Contributing#

Thank you for your interest in contributing to chronocratic-datasets!

Development Setup#

This project uses uv for environment management and package installation.

Prerequisites#

Clone and Install#

git clone https://github.com/chronocratic/datasets.git
cd datasets

# Install with development dependencies
uv sync --all-extras

Code Style#

The project follows these conventions:

  • Type hints: All functions must have type hints for parameters and return types

  • Docstrings: Google-style docstrings for all public functions and classes

  • Naming: snake_case for functions and variables, PascalCase for classes

  • Imports: Use keyword arguments for all function calls

  • Organization: Functional programming patterns preferred; pure functions where possible

Linting and Formatting#

We use ruff for linting and formatting:

# Check for issues
uv run ruff check src/ tests/

# Format code
uv run ruff format src/ tests/

# Check formatting without modifying
uv run ruff format --check src/ tests/

Testing#

Tests are written using pytest.
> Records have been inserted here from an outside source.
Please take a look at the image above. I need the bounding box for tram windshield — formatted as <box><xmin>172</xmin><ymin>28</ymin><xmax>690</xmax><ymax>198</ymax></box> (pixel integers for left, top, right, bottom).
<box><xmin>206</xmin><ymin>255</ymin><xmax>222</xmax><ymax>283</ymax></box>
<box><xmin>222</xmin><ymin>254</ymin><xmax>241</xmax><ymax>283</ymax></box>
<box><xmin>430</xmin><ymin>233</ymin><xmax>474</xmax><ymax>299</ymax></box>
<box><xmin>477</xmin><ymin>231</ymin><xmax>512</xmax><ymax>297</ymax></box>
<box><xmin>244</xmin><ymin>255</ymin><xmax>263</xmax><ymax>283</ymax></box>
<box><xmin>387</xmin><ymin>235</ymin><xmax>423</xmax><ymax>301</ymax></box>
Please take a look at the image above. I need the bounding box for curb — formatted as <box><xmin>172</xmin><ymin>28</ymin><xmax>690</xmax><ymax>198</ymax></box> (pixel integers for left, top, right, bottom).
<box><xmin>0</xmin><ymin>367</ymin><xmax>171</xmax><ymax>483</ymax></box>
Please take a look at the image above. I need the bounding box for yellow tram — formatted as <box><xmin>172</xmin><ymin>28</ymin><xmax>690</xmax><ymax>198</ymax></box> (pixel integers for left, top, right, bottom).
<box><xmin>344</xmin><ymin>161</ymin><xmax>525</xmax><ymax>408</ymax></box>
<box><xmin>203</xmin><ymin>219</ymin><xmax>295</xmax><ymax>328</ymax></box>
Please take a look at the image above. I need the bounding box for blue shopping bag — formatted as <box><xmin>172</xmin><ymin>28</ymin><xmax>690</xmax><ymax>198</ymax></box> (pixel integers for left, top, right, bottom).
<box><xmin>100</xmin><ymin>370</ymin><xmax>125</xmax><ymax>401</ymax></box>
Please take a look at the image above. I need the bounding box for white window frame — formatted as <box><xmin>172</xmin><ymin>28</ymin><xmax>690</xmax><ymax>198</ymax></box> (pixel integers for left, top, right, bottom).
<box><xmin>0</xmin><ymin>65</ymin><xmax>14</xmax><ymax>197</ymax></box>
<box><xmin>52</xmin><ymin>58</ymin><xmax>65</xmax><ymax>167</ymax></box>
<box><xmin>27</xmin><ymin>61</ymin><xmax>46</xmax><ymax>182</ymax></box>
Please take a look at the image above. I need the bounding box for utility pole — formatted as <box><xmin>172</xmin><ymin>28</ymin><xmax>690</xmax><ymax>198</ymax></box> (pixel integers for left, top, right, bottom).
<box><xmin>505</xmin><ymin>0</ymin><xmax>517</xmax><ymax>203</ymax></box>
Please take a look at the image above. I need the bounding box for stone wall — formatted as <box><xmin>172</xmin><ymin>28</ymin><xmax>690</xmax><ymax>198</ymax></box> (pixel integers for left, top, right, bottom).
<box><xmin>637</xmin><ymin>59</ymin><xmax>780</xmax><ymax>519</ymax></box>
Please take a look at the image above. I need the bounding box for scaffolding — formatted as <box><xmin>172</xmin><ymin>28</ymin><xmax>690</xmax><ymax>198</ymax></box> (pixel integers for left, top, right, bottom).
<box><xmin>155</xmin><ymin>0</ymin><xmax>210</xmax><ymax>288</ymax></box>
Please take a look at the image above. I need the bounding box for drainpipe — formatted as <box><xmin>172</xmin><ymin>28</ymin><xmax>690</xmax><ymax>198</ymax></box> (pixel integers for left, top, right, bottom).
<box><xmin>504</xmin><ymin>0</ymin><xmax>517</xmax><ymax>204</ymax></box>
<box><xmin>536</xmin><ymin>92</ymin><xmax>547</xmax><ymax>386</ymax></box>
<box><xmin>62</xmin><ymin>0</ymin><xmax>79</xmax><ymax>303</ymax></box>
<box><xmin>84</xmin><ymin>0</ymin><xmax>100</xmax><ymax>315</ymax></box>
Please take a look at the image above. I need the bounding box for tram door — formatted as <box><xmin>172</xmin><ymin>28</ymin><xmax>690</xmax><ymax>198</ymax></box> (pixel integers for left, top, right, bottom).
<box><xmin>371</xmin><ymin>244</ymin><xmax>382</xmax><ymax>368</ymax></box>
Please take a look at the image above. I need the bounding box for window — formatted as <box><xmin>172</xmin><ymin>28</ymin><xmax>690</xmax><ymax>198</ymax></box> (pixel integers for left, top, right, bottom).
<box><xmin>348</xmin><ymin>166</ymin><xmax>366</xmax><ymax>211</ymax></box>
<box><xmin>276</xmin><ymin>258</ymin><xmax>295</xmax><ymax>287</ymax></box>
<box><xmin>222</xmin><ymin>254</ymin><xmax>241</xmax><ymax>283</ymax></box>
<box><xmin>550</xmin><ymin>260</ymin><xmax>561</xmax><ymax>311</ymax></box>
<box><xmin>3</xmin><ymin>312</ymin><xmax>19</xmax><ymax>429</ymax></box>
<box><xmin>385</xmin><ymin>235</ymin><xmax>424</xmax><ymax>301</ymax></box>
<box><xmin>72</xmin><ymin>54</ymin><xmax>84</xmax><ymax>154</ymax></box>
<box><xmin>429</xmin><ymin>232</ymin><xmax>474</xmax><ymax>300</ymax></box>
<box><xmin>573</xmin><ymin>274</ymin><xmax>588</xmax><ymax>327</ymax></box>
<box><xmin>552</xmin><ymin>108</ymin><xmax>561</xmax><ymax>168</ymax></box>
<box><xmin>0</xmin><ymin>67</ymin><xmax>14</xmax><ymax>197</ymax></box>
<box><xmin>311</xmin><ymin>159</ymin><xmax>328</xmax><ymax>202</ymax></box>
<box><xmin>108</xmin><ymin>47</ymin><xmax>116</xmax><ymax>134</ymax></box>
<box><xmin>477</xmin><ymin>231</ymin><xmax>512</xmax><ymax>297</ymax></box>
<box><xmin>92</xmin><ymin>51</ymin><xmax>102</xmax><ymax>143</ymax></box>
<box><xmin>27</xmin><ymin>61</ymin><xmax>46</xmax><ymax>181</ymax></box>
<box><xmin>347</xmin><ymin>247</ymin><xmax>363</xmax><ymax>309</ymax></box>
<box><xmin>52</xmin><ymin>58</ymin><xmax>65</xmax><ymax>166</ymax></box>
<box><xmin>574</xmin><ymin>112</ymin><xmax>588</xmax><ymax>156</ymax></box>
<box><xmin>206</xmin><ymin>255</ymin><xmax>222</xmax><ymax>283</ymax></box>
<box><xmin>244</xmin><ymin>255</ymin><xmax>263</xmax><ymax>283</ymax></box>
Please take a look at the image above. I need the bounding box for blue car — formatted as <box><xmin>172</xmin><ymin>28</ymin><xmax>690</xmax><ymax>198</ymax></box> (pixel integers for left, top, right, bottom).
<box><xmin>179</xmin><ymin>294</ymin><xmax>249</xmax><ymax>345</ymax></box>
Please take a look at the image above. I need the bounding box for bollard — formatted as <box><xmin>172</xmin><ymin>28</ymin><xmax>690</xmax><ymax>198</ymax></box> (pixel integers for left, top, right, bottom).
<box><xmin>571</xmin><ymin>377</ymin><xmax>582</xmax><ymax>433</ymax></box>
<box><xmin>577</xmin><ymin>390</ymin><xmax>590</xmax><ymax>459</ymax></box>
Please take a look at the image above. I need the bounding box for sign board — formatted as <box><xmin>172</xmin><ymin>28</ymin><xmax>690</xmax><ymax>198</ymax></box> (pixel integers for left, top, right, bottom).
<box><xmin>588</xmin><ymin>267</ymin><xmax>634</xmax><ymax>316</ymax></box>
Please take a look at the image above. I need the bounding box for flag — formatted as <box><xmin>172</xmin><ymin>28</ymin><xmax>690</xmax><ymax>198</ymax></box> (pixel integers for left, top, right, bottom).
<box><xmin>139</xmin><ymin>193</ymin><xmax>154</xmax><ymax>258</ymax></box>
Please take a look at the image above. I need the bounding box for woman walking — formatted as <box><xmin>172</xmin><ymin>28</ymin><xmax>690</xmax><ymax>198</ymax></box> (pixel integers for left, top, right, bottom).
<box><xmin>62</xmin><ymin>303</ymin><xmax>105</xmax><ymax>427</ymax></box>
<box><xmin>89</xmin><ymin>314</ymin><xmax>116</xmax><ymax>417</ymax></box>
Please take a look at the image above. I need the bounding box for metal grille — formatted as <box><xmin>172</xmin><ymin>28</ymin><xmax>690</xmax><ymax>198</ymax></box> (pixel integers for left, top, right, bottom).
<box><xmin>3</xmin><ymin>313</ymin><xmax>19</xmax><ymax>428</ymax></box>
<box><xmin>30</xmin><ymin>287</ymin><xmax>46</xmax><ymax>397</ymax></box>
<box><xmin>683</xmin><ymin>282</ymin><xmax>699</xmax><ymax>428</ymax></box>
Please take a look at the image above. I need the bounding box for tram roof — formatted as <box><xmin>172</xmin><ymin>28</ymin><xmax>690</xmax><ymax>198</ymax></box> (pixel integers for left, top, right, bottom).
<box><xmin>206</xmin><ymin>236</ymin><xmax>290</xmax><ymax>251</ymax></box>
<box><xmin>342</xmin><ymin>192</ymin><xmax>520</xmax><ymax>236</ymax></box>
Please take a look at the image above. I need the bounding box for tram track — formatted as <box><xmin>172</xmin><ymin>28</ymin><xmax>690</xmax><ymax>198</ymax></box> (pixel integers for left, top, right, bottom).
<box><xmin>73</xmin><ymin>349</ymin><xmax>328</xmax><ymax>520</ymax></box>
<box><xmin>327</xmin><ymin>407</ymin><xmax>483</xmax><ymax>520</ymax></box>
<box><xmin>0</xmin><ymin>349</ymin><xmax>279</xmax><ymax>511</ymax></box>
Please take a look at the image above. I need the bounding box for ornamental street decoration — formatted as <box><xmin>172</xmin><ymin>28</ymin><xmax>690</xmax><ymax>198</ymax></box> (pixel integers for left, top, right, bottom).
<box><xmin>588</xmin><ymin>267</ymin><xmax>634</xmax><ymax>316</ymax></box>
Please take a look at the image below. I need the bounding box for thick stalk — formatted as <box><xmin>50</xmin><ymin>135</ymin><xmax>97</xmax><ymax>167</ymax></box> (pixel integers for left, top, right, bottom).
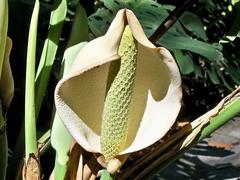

Run the test suite with:

# Run all tests
uv run pytest tests/

# Run with coverage
uv run pytest tests/ --cov=src/chronocratic/datasets

# Run specific test file
uv run pytest tests/test_public_api_exports.py -v

Writing Tests#

  • Place test files in the tests/ directory with test_ prefix

  • Test imports from the package root: from chronocratic.datasets import ForecastingMode

  • Keep tests focused on one behavior per test function

  • Use fixtures for common setup

Documentation#

Documentation is built with Sphinx using MyST Parser for Markdown source files.

# Build documentation
uv run sphinx-build -b html docs/ docs/_build/

Adding Documentation#

  • Write in Markdown (.md files) with MyST directives

  • Use .. autoclass:: for API reference pages

  • Use {doc} for cross-references between pages

  • Update docs/index.md to add new pages to the TOC

Adding New Datasets#

To add a new dataset:

  1. Create a dataset class in src/chronocratic/datasets/datatypes/

  2. Create a data module in src/chronocratic/datasets/modules/

  3. Register exports in the submodule __init__.py

  4. Update the root src/chronocratic/datasets/__init__.py to re-export

  5. Add tests in tests/

  6. Document in the appropriate guide page

Branching Strategy#

This project uses a two-line branching model with dev and main as the only long-lived branches. Both maintain strictly linear histories.

Philosophy#

A linear history is not cosmetic. It makes every commit independently deployable in theory, trivial to bisect, and easy to reason about during code review. Merge commits obscure causality: did bug X come from branch A, B, or the three-way merge itself? Squash-merge and fast-forward policies eliminate that ambiguity.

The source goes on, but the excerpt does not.